Musikalisch aber geschieht eine Menge. Johann Adolph Hasse (geboren 1699 in Bergedorf, gestorben 1783 in Venedig) schrieb schon als junger Mann eine unnachahmlich weiche, schmiegsame, melodienreiche Musik. Sibylla Rubens (Sopran) sang die Rolle der Cleopatra auch so: kräftig, innig, koloraturensicher und ausdrucksstark. Sonia Prina (Alt) in der Hosenrolle des Marcus Antonius jedoch stand herum, als hätte sie zu viel Pasta gegessen, schnaufte beängstigend und zerhackte ihre Koloraturen meist mit einem unangebrachten Stakato. Das sollte vermutlich "männlich" klingen, wirkte aber nur unfreiwillig komisch. Am Ende gelang es aber in den Duetten beiden Sängerinnen gemeinsam, auch kritische Zuhörer durch die sichere Dynamik in herrlichen Girlanden eines vorweggenommenen Belcanto zu versöhnen.

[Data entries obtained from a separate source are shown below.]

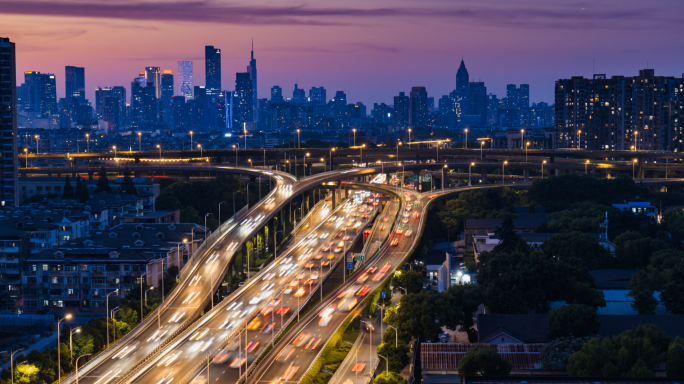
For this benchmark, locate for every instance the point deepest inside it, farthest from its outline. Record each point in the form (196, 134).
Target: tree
(675, 358)
(412, 281)
(485, 361)
(573, 320)
(68, 192)
(127, 185)
(555, 354)
(631, 353)
(388, 378)
(103, 182)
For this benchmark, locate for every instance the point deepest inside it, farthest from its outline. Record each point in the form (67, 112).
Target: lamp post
(87, 354)
(633, 164)
(235, 146)
(396, 333)
(107, 299)
(71, 340)
(114, 311)
(12, 360)
(59, 360)
(147, 290)
(522, 137)
(386, 363)
(503, 174)
(220, 210)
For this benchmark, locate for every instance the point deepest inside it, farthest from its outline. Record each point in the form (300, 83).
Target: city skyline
(347, 53)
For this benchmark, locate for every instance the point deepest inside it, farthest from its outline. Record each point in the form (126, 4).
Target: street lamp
(87, 354)
(107, 299)
(71, 340)
(12, 360)
(503, 174)
(114, 311)
(396, 333)
(59, 360)
(220, 210)
(147, 290)
(633, 164)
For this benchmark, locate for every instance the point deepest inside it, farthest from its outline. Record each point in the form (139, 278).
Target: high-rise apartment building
(74, 79)
(43, 93)
(518, 97)
(185, 79)
(642, 112)
(251, 69)
(9, 189)
(153, 76)
(212, 64)
(276, 93)
(317, 96)
(402, 110)
(166, 84)
(243, 110)
(419, 107)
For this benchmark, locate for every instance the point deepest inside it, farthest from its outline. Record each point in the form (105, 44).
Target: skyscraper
(153, 75)
(462, 79)
(9, 189)
(74, 79)
(166, 84)
(419, 107)
(402, 110)
(317, 96)
(43, 93)
(251, 69)
(243, 110)
(212, 63)
(185, 79)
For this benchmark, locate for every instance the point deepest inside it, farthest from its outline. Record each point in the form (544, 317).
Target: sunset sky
(370, 49)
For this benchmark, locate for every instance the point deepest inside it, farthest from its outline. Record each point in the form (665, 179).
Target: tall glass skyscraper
(185, 79)
(9, 189)
(212, 63)
(74, 79)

Das Stuttgarter Kammerorchester ist wie geschaffen für so eine Kammeroper. Die Musiker spielten mit gewohnter Präzision und Virtuosität, der Gastditigent Reinhard Goebel ist seit 2010 Nachfolger von Nicolaus Hanoncourt auf dem Lehrstuhl des Mozarteum Salzburg für historische Aufführungspraxis, entsprechend souverän war er am Pult. Schöne Musik war das, mit einigen Gänsehaut-Momenten und verdientem Applaus.